I nearly went to the Conservative party conference this year. That intention was great – it has kept almost a week of my diary free so I will actually have time to do things next week. But somehow it seemed just a bit too long to spend hanging around corridors pretending to be important. Plus it was in Manchester.
I’ll nevertheless be interested to see what happens. My main worry is over-confidence. I don’t understand why Labour is so depressed – or why there seems to be such an assumption that the Conservatives will win the next election. I have as much regard for the Sun’s page 3 “News in Briefs” as anyone, but this is not a slam dunk, for four reasons:
- The voting system and boundaries are massively skewed against the Conservatives. It will take a very big swing, and a much larger share of the vote than Labour, for them to have a majority.
- The election is likely to be 7 months away. A lot can happen in 7 months. Reputations can be made or broken. Leaders can come and go. Economies can recover or crash. Wars can deepen or end – or start.

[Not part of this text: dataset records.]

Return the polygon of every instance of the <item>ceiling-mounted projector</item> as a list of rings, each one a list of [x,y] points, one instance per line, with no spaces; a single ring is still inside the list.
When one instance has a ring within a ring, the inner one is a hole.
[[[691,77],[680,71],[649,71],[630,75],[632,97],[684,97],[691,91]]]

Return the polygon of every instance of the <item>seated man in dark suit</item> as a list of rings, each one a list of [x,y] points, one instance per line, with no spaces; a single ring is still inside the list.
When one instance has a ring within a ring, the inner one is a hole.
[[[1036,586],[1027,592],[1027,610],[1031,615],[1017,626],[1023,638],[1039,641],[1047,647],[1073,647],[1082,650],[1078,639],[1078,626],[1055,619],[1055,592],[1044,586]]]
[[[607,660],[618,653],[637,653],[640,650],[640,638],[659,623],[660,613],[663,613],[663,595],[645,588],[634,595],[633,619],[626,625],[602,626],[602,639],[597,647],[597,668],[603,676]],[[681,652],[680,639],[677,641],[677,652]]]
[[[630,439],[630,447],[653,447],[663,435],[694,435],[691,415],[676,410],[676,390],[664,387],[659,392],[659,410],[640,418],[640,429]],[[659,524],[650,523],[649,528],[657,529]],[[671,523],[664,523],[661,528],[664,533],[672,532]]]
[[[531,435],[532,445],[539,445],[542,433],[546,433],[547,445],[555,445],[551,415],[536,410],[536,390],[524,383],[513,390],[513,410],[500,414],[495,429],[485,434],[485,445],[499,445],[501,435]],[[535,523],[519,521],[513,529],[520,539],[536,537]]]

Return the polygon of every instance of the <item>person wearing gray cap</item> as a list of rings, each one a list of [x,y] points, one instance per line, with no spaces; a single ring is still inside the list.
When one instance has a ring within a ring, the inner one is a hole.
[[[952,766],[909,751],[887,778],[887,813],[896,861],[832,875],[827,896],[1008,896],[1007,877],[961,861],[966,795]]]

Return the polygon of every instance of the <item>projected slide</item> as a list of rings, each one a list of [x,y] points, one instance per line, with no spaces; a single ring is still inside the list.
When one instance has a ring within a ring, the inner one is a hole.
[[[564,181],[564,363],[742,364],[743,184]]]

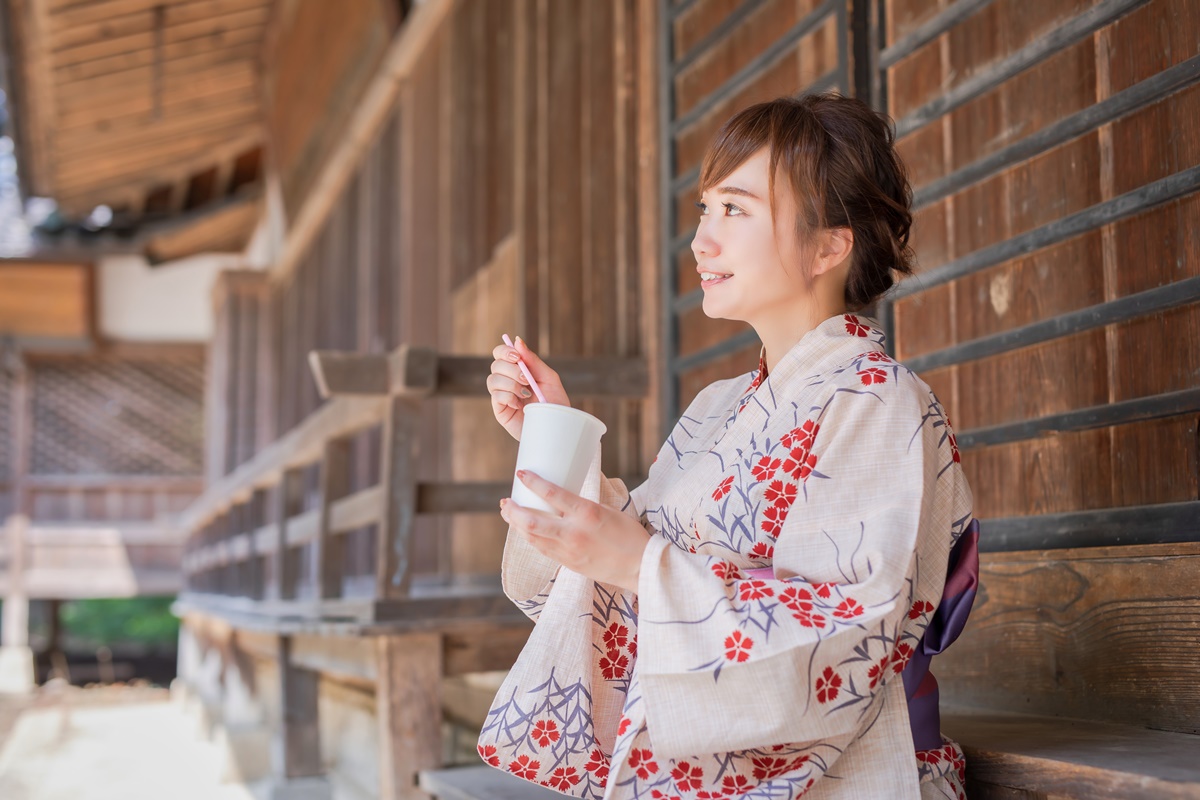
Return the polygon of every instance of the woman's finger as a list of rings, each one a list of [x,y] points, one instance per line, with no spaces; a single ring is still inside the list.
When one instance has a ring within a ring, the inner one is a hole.
[[[534,494],[548,503],[552,509],[562,511],[564,515],[577,511],[580,501],[583,500],[580,495],[568,492],[563,487],[556,486],[554,483],[551,483],[546,479],[535,473],[530,473],[527,469],[518,469],[517,479],[528,486]]]
[[[521,338],[520,336],[517,337]],[[510,348],[508,344],[497,344],[492,348],[492,357],[497,361],[506,361],[509,363],[516,363],[521,354],[517,353],[516,348]]]
[[[529,391],[529,389],[524,384],[506,375],[498,375],[493,373],[487,377],[486,383],[487,383],[487,391],[493,396],[508,392],[514,397],[524,397],[526,399],[533,397],[533,392]]]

- The Conservatives are reliant on a very small Cameron based clique for policy and personality; it’s worked well so far but...if there's any crack in that small clique there'd be big problems.
- There a big gaps in policy detail. As, to be fair, there were in 1979. And announcing policy will simply see it copied. But not being Labour may not be enough.
In addition, the Lib Dems are clearly, from their conference, leaning to supporting Labour so if there is a hung Parliament there’s no doubt who they will back.
There’s not a lot the Conservatives can do about this – except don’t take victory for granted, don’t appear to take victory for granted and try to work up some decent policy detail behind the scenes.